Subtrair espaços à exclusão equivale, no Brasil, a estreitar o horizonte político do conservadorismo. E vice versa.
A
atordoante derrota de Serra em SP credencia a maior cidade do país, uma
das três maiores manchas urbanas do planeta, a se tornar uma gigantesca
referencia de políticas sociais emancipadoras, travadas até agora pela
blindagem tucana.
O golpe é superlativo; mais superlativas serão
as consequências se o PT agir com desassombro. Os derrotados sabem que
uma seta do tempo foi disparada no dia 28 de outubro de 2012; ela tem
potencial para traçar um novo divisor de ciclos na política brasileira.
Desdenhar
do feito de Lula é uma forma de acusar o golpe. Outra é tentar implodir
seu autor e o seu entorno.'Veja', os mervais, robertos freires e que
tais estão soltos na praça sem focinheira. Estão fazendo as duas coisas
ao mesmo tempo. E com o mesmo objetivo: querbrar a seta do tempo nesse
lusco-fusco histórico.
O êxito do Enem nesse momento, uma
semana depois da derrota maiúscula do PSDB em sua casa, não poderia
acontecer em hora mais ingrata.
O sucesso do Exame Nacional do
Ensino Medio representa um giro adicional no torniquete de dupla volta
que desde 2002 subtrai oxigênio social e político aos interesses
conservadores.
Compreensível o clima pesado excretado pelo dispositivo midiático.
Mais
uma vez ele se coloca na linha de frente quase solitária de uma direita
agressivamente gananciosa, mas incompetente para gerar agendas e
lideranças aglutinadoras. Serra era o seu delfim até ontem.
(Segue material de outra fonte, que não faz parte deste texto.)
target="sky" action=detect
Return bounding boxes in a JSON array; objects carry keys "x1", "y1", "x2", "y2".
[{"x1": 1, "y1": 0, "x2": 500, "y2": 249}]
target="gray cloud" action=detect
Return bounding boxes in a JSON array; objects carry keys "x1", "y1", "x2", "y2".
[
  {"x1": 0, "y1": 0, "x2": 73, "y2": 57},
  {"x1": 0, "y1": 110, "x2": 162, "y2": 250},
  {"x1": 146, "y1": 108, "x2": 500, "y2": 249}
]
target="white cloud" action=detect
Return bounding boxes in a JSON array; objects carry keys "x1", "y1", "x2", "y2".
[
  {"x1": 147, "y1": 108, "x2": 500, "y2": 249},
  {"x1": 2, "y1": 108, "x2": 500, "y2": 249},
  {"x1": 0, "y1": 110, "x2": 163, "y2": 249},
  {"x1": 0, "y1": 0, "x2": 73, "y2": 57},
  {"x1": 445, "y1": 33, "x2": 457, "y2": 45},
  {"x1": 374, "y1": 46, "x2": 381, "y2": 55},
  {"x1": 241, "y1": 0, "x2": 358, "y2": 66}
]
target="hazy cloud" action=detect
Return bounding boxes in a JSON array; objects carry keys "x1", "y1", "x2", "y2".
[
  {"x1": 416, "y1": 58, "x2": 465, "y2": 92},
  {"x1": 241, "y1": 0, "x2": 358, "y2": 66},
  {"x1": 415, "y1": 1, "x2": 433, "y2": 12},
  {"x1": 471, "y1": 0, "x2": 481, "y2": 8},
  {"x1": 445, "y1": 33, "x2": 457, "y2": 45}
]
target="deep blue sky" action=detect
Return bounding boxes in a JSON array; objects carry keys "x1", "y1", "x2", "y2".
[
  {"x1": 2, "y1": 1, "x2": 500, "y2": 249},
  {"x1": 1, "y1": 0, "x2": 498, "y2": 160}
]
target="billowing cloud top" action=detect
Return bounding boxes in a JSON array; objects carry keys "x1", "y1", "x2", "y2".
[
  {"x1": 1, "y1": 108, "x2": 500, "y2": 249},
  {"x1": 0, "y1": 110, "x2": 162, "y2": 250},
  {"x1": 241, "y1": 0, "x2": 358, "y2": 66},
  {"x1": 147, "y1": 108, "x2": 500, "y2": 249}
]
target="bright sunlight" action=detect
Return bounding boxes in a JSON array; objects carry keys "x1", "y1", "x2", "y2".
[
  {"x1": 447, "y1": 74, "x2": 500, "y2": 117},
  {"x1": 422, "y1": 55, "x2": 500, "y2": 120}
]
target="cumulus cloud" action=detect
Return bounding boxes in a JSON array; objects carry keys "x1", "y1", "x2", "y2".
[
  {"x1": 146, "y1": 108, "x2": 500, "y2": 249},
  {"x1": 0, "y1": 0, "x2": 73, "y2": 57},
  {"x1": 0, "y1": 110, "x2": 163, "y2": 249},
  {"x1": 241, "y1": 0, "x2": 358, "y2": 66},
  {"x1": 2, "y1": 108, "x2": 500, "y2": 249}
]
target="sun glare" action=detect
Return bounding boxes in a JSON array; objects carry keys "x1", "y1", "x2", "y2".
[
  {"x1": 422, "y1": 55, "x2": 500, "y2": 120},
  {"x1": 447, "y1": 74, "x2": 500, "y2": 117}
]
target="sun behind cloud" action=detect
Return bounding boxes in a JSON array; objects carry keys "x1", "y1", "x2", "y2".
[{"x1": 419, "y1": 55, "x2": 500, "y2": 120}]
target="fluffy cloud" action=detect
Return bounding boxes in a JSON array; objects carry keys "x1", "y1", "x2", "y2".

O Enem condensa um desmentido contundente das premissas que essa engrenagem sempre combateu.
Em primeiro lugar, atesta que existe política para pobre e política para rico neste país.
Ademais
de ilustrar a disjuntiva colocada em dúvida por Serra na sua campanha,
exemplifica como uma política pública pode mudar a relação de forças no
país.
A má vontade conservadora com o exame do ensino médio
poderia surpreender. O Enem foi criado no governo FHC, em 1998, para
medir a qualidade do ensino.
Mas foi com Lula, em 2009, que
adquiriu a dimensão de uma gigantesca alavanca social, ao se tornar
referência e mesmo alternativa ao vestibular de ingresso ao ensino
superior.
Este ano, 95% das universidades federais vão utilizar
em alguma medida as notas do exame para selecionar os alunos que
ocuparão as vagas de 2013.
Mas a nota no Enem serve ainda como
passaporte para ingresso no ProUni, bem como para o Fies, o Fundo de
Financiamento Estudantil, ademais de representar o passaporte de acesso
à política de Cotas.Em quatro anos, 50% das vagas nas instituições
federais serão destinadas a egressos das escolas públicas, com recorte
asociado, por renda e por raça.
Em 1997, no governo tucano,
apenas 4% dos estudantes matriculados nas universidades brasileiras eram
constituídos de jovens pretos e pardos. Hoje essa fatia saltou para
20%. E deve aumentar depressa.
Dos cerca de 5,7 milhões de
inscritos no Enem este ano, 2,42 milhões se declaram brancos; 2,4
milhões são pardos; 694 mil, pretos e 35 mil, indígenas.
A
educação superior no Brasil ainda é um dos sistemas de ensino mais
excludentes do mundo.Estão na universidade apenas 13% dos jovens na
faixa entre 18% e 24 anos.
Na América Latina, a média é superior a 30%;na Europa, EUA e Ásia é da ordem de 70%
Nos
anos 90, a justificativa tucana para a exclusão era de que a
prioridade deveria estar focada na educação básica, não em
universidades. Como se fosse possível ter bons professores nos ciclos
básicos sem ter um ensino superior de escala e qualidade compatíveis
para formá-los.
Sancionada a universidade para poucos, o funil
do vestibular fazia todo o sentido. Era o arremate de uma arquitetura
feita para excluir e não para incorporar.
O Enem reformulado no
governo Lula tornou-se a peça mais incomoda de subversão dessa lógica,
que reservava toda a universidade à cota exclusiva da elite.
É
por essas e outras que o êxito do exame nacional neste fim de semana
--recohecidamente bem formulado e sem fraude-- não poderia vir em pior
hora para os interesses abalados pela revés eleitoral em SP.